Tom Baker’s Doctor once taunted a Dalek from the top of a flight of stairs, shouting: “If you’re supposed to be the superior beings, why don’t you try climbing after us?” It’s not hard to see whose side we’d be on, is it? A decade later, the Daleks gloriously got revenge for this taunt by chasing Sylvester McCoy’s Doctor upstairs; he wasn’t aware of their newly developed hovvering ability.

The Nasty Girls, a comedy trio of frustrated, bitter and cynical Disabled/Deaf women, have also been inspired by the Daleks. In their last show, Time Troupers, they travel through time and space in an accessible loo called the Retardis. For me, the highlight of the show was the ‘Dalek carer’ sketch, which compared the Daleks’ fanatical need to dominate the universe with carers’ needs to pretty much dominate everything as well!

Personally, my favourite baddies in Doctor Who were always the Cybermen, pictured here supporting their early, bandaged, post-op look. They were human once, before they gradually swapped all of their imperfect organic body parts for mechanical replacements. To my mind, the Cybermen amount to a warning of what will happen to us if the search for medical cures goes too far!

In the past, it’s fair to say that a lot of Doctor Who‘s portrayals of disability were less than positive. A large number of so-called ‘monsters’ were portrayed as evil because they looked different. Villains such as Magnus Greel and Sharaz Jek (pictured) were simply people with facial disfigurements, huge stereotypical chips on their shoulders and possibly some mental health issues too!

Disabled characters were also routinely cured.

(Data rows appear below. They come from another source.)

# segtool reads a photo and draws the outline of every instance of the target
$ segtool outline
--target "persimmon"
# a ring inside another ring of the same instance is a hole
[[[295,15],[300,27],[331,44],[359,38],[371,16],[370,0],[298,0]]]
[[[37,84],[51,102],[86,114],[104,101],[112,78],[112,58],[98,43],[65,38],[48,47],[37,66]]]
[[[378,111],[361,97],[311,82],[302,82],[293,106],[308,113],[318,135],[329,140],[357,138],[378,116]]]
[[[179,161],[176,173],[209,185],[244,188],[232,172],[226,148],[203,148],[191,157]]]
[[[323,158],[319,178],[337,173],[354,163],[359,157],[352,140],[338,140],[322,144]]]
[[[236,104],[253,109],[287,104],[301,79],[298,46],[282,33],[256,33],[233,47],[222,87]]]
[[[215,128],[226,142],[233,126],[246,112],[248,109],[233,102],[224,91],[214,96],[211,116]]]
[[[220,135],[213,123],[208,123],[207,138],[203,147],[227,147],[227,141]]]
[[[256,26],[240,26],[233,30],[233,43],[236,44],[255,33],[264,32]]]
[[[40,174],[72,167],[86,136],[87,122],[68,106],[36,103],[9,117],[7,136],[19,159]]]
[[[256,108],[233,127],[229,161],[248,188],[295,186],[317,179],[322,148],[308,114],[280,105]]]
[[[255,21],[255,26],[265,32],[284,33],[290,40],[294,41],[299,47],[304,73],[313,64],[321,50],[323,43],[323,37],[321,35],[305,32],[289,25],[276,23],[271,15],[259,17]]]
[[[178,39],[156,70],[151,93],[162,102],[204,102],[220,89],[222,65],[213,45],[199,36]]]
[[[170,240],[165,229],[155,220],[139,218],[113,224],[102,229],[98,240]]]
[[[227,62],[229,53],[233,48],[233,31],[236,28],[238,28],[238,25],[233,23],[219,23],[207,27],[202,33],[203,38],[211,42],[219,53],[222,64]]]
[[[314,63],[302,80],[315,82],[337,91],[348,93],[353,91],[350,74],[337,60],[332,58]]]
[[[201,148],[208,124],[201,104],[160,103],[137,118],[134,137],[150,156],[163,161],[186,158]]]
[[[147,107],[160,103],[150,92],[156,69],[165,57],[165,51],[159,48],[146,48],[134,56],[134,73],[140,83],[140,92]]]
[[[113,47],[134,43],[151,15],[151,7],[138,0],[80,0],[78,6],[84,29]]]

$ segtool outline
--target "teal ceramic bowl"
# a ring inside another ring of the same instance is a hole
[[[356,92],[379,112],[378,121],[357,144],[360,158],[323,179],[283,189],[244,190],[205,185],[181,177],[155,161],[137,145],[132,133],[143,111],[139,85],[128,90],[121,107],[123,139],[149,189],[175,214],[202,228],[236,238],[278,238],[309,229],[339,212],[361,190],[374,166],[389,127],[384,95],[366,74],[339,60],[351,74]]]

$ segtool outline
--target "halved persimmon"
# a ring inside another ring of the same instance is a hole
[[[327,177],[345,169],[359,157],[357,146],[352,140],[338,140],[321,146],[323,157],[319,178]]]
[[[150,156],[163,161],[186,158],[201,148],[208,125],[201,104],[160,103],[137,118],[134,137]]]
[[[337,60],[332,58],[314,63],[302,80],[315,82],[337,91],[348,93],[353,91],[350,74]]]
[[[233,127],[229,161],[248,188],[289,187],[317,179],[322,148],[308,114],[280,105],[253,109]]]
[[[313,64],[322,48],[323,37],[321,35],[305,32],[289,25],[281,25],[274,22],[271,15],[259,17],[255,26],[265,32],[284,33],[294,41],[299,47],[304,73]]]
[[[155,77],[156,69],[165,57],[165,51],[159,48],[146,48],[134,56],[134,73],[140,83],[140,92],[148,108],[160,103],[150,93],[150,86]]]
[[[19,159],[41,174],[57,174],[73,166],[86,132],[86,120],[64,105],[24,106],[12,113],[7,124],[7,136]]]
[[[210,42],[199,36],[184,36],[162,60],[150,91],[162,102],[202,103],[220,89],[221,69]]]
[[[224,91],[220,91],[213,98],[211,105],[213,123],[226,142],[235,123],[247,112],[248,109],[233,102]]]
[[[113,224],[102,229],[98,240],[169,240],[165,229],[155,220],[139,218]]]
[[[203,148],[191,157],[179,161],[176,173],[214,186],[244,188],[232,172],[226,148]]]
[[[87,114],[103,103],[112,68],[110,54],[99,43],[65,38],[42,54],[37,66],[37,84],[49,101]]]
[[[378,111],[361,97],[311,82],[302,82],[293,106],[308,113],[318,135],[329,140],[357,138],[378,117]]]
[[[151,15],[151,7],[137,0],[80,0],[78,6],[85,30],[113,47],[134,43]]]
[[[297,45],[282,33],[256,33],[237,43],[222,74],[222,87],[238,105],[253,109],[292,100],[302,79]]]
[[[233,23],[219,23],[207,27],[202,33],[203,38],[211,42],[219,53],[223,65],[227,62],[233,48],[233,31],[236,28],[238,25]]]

The last series in 1989 featured a blind woman regaining her sight and a possessed, walking wheelchair-user taking revenge by killing his intensely patronising ‘carer’. There’s a message here somewhere!

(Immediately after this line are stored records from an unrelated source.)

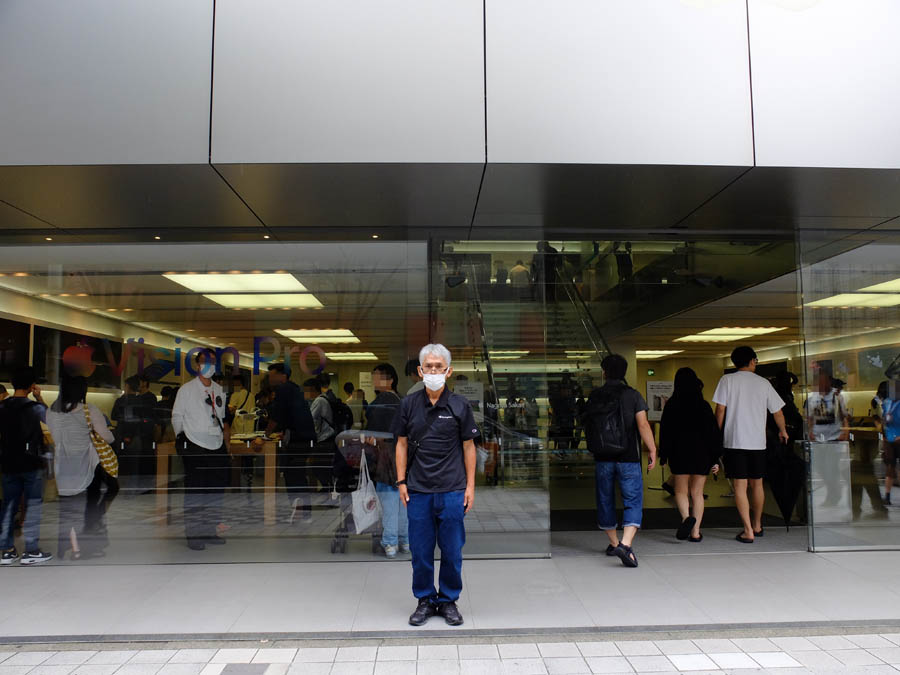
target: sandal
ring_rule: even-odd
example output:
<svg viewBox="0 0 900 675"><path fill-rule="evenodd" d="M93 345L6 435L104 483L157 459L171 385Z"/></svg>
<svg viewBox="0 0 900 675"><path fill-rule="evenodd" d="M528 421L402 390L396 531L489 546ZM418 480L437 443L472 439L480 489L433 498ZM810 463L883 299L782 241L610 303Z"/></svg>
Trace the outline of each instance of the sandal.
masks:
<svg viewBox="0 0 900 675"><path fill-rule="evenodd" d="M619 544L618 546L616 546L616 550L614 551L614 553L616 556L618 556L619 560L622 561L622 564L625 565L625 567L638 566L637 556L634 554L634 550L630 546Z"/></svg>
<svg viewBox="0 0 900 675"><path fill-rule="evenodd" d="M745 537L742 532L738 532L737 536L734 539L735 539L735 541L739 541L742 544L752 544L753 543L753 540L747 539L747 537Z"/></svg>
<svg viewBox="0 0 900 675"><path fill-rule="evenodd" d="M753 533L753 536L754 536L754 537L761 537L761 536L763 536L764 534L765 534L765 531L764 531L762 528L759 528L759 532L754 532L754 533Z"/></svg>
<svg viewBox="0 0 900 675"><path fill-rule="evenodd" d="M703 535L701 534L699 537L688 537L688 541L692 541L695 544L703 541Z"/></svg>
<svg viewBox="0 0 900 675"><path fill-rule="evenodd" d="M615 546L613 546L612 544L610 544L609 546L606 547L606 555L615 555L615 554L616 554L616 547L615 547Z"/></svg>
<svg viewBox="0 0 900 675"><path fill-rule="evenodd" d="M678 526L678 529L675 531L675 538L678 541L684 541L691 534L691 530L694 529L694 525L697 524L697 519L694 516L688 516L684 520L681 521L681 525Z"/></svg>

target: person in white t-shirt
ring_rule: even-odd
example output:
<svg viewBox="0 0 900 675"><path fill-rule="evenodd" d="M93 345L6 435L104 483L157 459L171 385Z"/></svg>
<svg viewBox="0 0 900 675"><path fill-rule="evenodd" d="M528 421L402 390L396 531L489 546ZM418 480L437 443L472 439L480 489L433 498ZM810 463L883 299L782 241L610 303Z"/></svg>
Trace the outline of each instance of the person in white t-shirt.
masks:
<svg viewBox="0 0 900 675"><path fill-rule="evenodd" d="M850 414L841 392L834 386L834 379L824 368L816 378L817 389L806 399L805 412L809 440L828 443L850 438ZM825 506L834 506L841 500L840 454L830 446L822 446L822 477L825 480Z"/></svg>
<svg viewBox="0 0 900 675"><path fill-rule="evenodd" d="M228 484L231 436L225 392L213 382L215 355L211 349L194 357L197 377L175 396L172 428L184 462L184 533L188 548L202 551L210 544L224 544L217 526L222 519L222 498Z"/></svg>
<svg viewBox="0 0 900 675"><path fill-rule="evenodd" d="M784 401L769 381L755 372L759 362L756 352L747 346L735 347L731 362L737 372L722 376L713 394L713 403L716 404L716 421L723 432L725 473L734 482L734 501L744 525L735 539L752 544L756 537L763 535L766 413L772 413L782 443L788 442L788 433L781 411Z"/></svg>

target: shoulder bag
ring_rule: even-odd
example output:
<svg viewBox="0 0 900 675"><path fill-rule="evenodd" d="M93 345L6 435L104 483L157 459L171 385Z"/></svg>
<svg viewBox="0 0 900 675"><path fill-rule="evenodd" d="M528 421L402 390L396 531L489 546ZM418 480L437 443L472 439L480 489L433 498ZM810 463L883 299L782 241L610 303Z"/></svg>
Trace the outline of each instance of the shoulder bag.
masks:
<svg viewBox="0 0 900 675"><path fill-rule="evenodd" d="M84 408L84 418L87 420L88 431L91 434L91 444L94 446L94 450L100 458L100 465L110 476L118 478L119 458L116 457L116 453L110 447L109 443L103 440L103 437L94 431L94 425L91 423L91 413L88 411L87 403L83 404L82 407Z"/></svg>

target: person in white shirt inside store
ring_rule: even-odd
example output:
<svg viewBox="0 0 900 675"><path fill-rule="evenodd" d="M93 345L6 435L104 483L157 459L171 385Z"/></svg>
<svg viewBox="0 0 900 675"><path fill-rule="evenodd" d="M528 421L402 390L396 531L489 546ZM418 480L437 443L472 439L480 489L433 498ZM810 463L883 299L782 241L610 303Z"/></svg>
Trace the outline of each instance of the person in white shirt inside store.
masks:
<svg viewBox="0 0 900 675"><path fill-rule="evenodd" d="M756 537L763 536L766 412L772 413L782 443L788 442L788 433L781 411L784 401L769 381L755 372L759 363L756 352L746 345L735 347L731 362L737 371L722 376L713 394L713 403L716 404L716 421L723 432L725 473L734 481L734 501L744 526L735 539L742 544L752 544Z"/></svg>
<svg viewBox="0 0 900 675"><path fill-rule="evenodd" d="M221 521L222 495L230 475L230 417L222 387L212 381L215 356L211 349L194 357L197 376L178 390L172 409L175 446L184 462L184 533L188 548L202 551L224 544L216 526Z"/></svg>
<svg viewBox="0 0 900 675"><path fill-rule="evenodd" d="M816 377L817 389L810 392L806 399L806 421L809 429L809 440L818 443L846 441L850 438L850 414L847 403L840 390L835 387L835 380L825 368L820 368ZM826 506L834 506L840 502L843 488L840 482L840 456L834 449L826 449L823 457L825 463L825 502Z"/></svg>

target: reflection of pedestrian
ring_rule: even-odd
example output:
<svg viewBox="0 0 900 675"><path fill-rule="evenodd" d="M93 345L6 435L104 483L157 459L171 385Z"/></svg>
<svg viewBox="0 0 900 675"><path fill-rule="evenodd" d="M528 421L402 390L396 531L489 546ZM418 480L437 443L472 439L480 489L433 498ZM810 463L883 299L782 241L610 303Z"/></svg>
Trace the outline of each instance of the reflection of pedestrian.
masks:
<svg viewBox="0 0 900 675"><path fill-rule="evenodd" d="M309 404L296 383L291 382L290 372L283 363L269 364L269 386L275 393L272 401L266 435L280 433L278 448L278 468L284 474L284 488L293 497L289 521L299 517L303 521L312 519L312 506L307 479L307 463L314 457L313 444L316 429L313 425ZM261 444L262 439L254 441ZM323 470L324 469L324 470ZM315 469L319 482L324 487L328 482L327 467Z"/></svg>
<svg viewBox="0 0 900 675"><path fill-rule="evenodd" d="M3 472L3 507L0 511L0 564L19 560L14 546L14 521L25 497L25 552L22 565L47 562L53 556L38 548L41 506L44 502L44 434L41 421L47 406L35 384L34 368L22 366L12 376L13 395L0 402L0 471ZM34 395L34 400L28 397Z"/></svg>
<svg viewBox="0 0 900 675"><path fill-rule="evenodd" d="M225 445L225 392L212 381L211 350L195 356L198 374L178 390L172 409L176 447L184 463L184 533L188 548L201 551L224 544L216 534L231 461Z"/></svg>
<svg viewBox="0 0 900 675"><path fill-rule="evenodd" d="M549 241L539 241L537 255L531 263L531 269L535 289L544 287L545 302L556 301L556 287L559 282L557 275L560 264L559 251L551 246Z"/></svg>
<svg viewBox="0 0 900 675"><path fill-rule="evenodd" d="M375 400L369 404L366 425L369 431L379 434L372 437L369 444L377 448L375 490L382 510L381 547L388 558L395 557L398 551L409 553L409 520L406 517L406 506L400 504L400 491L397 488L396 443L393 435L388 437L400 409L398 379L397 371L389 363L381 363L372 370L372 386L376 395Z"/></svg>
<svg viewBox="0 0 900 675"><path fill-rule="evenodd" d="M103 469L91 439L91 430L107 443L114 441L113 434L100 409L86 402L87 388L84 377L63 378L59 398L47 412L59 492L60 558L69 550L77 559L106 547L103 516L119 492L119 481Z"/></svg>
<svg viewBox="0 0 900 675"><path fill-rule="evenodd" d="M834 380L825 369L819 370L818 390L811 392L806 400L806 417L809 440L819 443L846 441L850 437L850 416L844 397L833 386ZM825 449L821 466L824 469L825 506L834 506L841 500L840 453L833 447Z"/></svg>
<svg viewBox="0 0 900 675"><path fill-rule="evenodd" d="M881 404L881 427L884 430L884 461L893 470L895 461L900 458L900 399L896 394L888 396ZM885 478L885 504L891 503L891 493L888 491L888 480ZM893 484L893 480L891 481Z"/></svg>
<svg viewBox="0 0 900 675"><path fill-rule="evenodd" d="M509 277L509 271L506 269L506 265L503 264L502 260L497 261L497 272L494 275L494 279L497 284L504 286L506 285L506 279Z"/></svg>
<svg viewBox="0 0 900 675"><path fill-rule="evenodd" d="M522 260L516 260L516 264L509 270L509 285L513 288L528 288L531 286L531 272Z"/></svg>

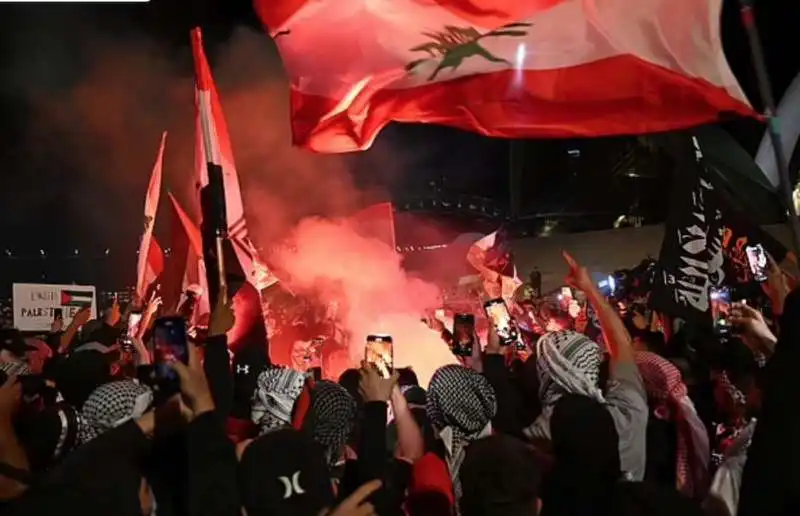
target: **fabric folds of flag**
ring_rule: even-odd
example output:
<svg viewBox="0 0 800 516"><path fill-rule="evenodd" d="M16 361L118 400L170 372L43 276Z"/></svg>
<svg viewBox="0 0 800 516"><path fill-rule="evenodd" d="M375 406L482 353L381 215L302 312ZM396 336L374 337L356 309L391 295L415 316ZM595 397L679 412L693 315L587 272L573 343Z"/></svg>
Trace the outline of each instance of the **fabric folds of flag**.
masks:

According to The Independent, we could be getting something very different in 2005. New Doctor Who Christopher Eccleston is determined that his Doctor will value inclusion. “The Doctor is … completely non-judgmental. He accepts everything and everyone, whether they’re black or blue, gay or straight. If he meets an alien, his first reaction is not revulsion, but joy. He celebrates life in all its forms, shades, colours and creeds.”

So how about using a few more disabled actors in the series?

My first childhood memory of seeing a disabled actor was watching Nabil Shaban play Sil, a slimy, green slug. OK, so a slug maybe wasn’t such a great role model for an 11 year-old boy, but at least it showed me that disabled people could be actors.

The series has also us1ed its fair share of actors of restricted growth, most notably the murderous Chinese mannequin Mr Sin. According to the Daily Mirror, new series executive producer Russell T Davies has found that: “It’s very difficult to employ persons of restricted growth when, as our producer Phil Collinson says, ‘Bloody Gringotts and the Chocolate Factory are filming at the same time'”.

However, this problem must have been resolved as the new series features at least one actor with restricted growth: Jimmy Vee playing the Moxx of Balhoon.

But wouldn’t it be good to have some disabled actors playing actual disabled characters in the new series? A friend of mine recently remarked how Lisa Hammond would make a great Doctor Who companion. Fabulous idea. It’d be a welcome change from us being embittered, vengeful, evil, cured, alien or exterminated by Daleks!